ADNOC Trading Chief: August Could Be a Key Turning Point for Oil Prices

Claire Weston
Published 2026-06-02About 8 min read

ADNOC's trading chief warned that August could mark a sharp upturn in oil prices if demand rebounds while the Strait of Hormuz crisis persists, adding that a full supply-chain recovery to pre-war levels may take until mid-2027.

01

Why does August matter?

ADNOC's EVP for sales and trading, Philippe Khoury, said economies are actively compressing demand; if that holds, prices may stay near $100 a barrel.
But if demand rebounds while the strait crisis continues, August becomes the inflection point for a price surge.
This means → the current "stability" in oil prices is demand-driven, not supply-driven. The moment demand recovers, the supply gap bites immediately.
Khoury was blunt: "It's hard to see a very optimistic outcome" based on today's assessment.
02

Why is the Strait of Hormuz recovery so slow?

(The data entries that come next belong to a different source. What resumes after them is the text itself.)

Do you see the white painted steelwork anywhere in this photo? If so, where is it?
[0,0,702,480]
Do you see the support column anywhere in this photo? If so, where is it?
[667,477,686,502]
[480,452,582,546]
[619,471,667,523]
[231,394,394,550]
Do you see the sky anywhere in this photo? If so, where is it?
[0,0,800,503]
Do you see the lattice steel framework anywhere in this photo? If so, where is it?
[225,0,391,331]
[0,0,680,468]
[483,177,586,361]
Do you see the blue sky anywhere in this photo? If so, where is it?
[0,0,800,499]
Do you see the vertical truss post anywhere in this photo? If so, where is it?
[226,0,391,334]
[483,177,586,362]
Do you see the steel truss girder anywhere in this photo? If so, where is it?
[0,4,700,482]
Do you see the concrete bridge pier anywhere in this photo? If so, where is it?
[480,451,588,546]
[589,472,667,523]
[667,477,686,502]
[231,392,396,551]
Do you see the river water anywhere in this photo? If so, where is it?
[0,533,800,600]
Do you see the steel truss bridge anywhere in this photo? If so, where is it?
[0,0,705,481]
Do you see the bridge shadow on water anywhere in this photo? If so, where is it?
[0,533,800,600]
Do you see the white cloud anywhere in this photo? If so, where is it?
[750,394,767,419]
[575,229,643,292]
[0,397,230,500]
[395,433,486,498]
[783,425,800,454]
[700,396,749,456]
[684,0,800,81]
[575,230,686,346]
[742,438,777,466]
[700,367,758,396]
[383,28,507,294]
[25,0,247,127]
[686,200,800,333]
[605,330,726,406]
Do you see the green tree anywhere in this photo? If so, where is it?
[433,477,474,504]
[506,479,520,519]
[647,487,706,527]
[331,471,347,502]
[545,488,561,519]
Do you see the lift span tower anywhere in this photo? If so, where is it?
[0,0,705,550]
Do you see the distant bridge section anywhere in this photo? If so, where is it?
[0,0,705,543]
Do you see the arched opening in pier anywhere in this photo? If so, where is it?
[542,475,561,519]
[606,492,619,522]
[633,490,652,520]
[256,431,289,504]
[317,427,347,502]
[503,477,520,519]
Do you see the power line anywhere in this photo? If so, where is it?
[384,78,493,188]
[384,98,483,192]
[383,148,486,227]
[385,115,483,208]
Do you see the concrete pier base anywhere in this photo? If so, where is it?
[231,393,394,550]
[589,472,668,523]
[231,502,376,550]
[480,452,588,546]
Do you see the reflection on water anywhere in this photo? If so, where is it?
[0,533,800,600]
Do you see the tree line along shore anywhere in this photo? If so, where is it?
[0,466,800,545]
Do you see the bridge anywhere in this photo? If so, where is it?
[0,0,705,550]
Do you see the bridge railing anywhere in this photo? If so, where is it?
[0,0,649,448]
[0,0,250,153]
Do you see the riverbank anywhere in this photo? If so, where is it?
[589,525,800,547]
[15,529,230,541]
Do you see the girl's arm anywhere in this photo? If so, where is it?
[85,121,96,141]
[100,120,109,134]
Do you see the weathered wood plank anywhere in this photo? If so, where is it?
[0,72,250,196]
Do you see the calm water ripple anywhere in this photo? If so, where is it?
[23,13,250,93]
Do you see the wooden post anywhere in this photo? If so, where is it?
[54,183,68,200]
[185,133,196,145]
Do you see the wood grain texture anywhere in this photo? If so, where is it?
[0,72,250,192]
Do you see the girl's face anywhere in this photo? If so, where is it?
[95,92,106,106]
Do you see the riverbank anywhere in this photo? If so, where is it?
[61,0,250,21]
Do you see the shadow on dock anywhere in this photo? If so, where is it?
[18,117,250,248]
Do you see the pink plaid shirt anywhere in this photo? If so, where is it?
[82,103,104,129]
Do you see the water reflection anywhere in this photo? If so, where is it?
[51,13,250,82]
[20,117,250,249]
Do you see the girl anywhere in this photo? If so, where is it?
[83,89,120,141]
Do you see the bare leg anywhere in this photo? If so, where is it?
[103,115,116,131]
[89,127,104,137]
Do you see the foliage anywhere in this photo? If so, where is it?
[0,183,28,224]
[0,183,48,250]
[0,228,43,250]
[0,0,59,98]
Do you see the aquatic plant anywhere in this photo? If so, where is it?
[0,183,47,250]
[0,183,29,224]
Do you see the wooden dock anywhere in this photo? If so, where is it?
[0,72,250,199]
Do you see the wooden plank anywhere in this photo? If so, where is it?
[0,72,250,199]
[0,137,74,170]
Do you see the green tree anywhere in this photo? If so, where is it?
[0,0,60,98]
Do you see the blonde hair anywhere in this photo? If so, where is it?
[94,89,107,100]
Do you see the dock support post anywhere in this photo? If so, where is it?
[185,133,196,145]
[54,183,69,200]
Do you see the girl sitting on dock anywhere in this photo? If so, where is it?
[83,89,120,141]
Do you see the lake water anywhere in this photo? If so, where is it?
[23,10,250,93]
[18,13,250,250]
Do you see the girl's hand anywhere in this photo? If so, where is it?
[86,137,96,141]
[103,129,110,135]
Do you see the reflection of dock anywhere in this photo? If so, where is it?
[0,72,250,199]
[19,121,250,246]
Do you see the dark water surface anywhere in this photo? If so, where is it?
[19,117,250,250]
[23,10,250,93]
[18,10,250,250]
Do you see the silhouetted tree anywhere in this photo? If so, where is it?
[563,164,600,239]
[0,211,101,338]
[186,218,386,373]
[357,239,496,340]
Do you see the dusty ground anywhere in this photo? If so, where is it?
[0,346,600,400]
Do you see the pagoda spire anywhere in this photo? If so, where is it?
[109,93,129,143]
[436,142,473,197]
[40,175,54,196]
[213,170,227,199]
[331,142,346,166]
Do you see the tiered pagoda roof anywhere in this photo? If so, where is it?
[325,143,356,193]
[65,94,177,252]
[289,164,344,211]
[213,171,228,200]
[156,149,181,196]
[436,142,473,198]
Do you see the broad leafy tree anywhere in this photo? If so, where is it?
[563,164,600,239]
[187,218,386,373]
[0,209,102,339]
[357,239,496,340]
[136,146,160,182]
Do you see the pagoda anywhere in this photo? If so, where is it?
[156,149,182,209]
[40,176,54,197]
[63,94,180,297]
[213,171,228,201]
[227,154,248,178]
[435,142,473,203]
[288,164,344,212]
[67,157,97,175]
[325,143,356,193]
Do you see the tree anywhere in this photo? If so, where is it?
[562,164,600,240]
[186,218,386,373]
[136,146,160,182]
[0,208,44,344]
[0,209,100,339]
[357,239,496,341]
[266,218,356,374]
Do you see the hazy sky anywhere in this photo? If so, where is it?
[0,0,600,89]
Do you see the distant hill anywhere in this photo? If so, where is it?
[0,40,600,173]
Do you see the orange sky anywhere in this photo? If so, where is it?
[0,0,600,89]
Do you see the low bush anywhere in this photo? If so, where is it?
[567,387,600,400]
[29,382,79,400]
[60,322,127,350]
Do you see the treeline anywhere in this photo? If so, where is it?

Before the war, the Strait of Hormuz carried roughly one-fifth of global oil supply. After the US-Israel war against Iran broke out on February 28, Iran effectively shut the strait.
Khoury said transit volumes will remain below pre-war levels as long as peace prospects stay uncertain.
In plain terms = recovery is not a light switch. Some links need weeks, others months; a full return to pre-war status may take until mid-2027. ADNOC CEO Sultan Al Jaber gave the same timeline last month.
03

What is happening with jet fuel?

The Middle East typically supplies 40%–45% of Europe's jet fuel. Those flows are now severely curtailed.
Khoury stressed this is the first time in history that airlines with full price hedges still cannot operate because of a physical supply shortage.
This means → the problem is not cost — it is availability. Hedging — locking in fuel prices through financial contracts — covers price risk but cannot conjure barrels that do not exist.
04

How do Chinese and Indian demand differ?

Chinese demand is below expectations but warming gradually; independent "teapot" refineries — China's smaller, privately run refiners — are showing buying interest.
China previously bought large volumes of Iranian crude but now faces a double blockade: Iran's closure of the strait and US counter-blockade of Iranian ports.
India has kept buying throughout the crisis and remains one of the largest spot purchasers. This reflects two very different playbooks from Asia's biggest buyers.
05

How is ADNOC itself coping with the bottleneck?

ADNOC has brought significant capacity back online and operates a pipeline that bypasses the Strait of Hormuz, with a capacity of roughly 1.8 million barrels per day.
Abu Dhabi announced last month it is building a second bypass pipeline, aiming to double export capacity outside the strait by 2027.
In plain terms = ADNOC produced about 3.4 million bpd before the war. The existing pipeline can move roughly half of that; the second line is designed to close the gap.

Content is for reference only, not financial advice.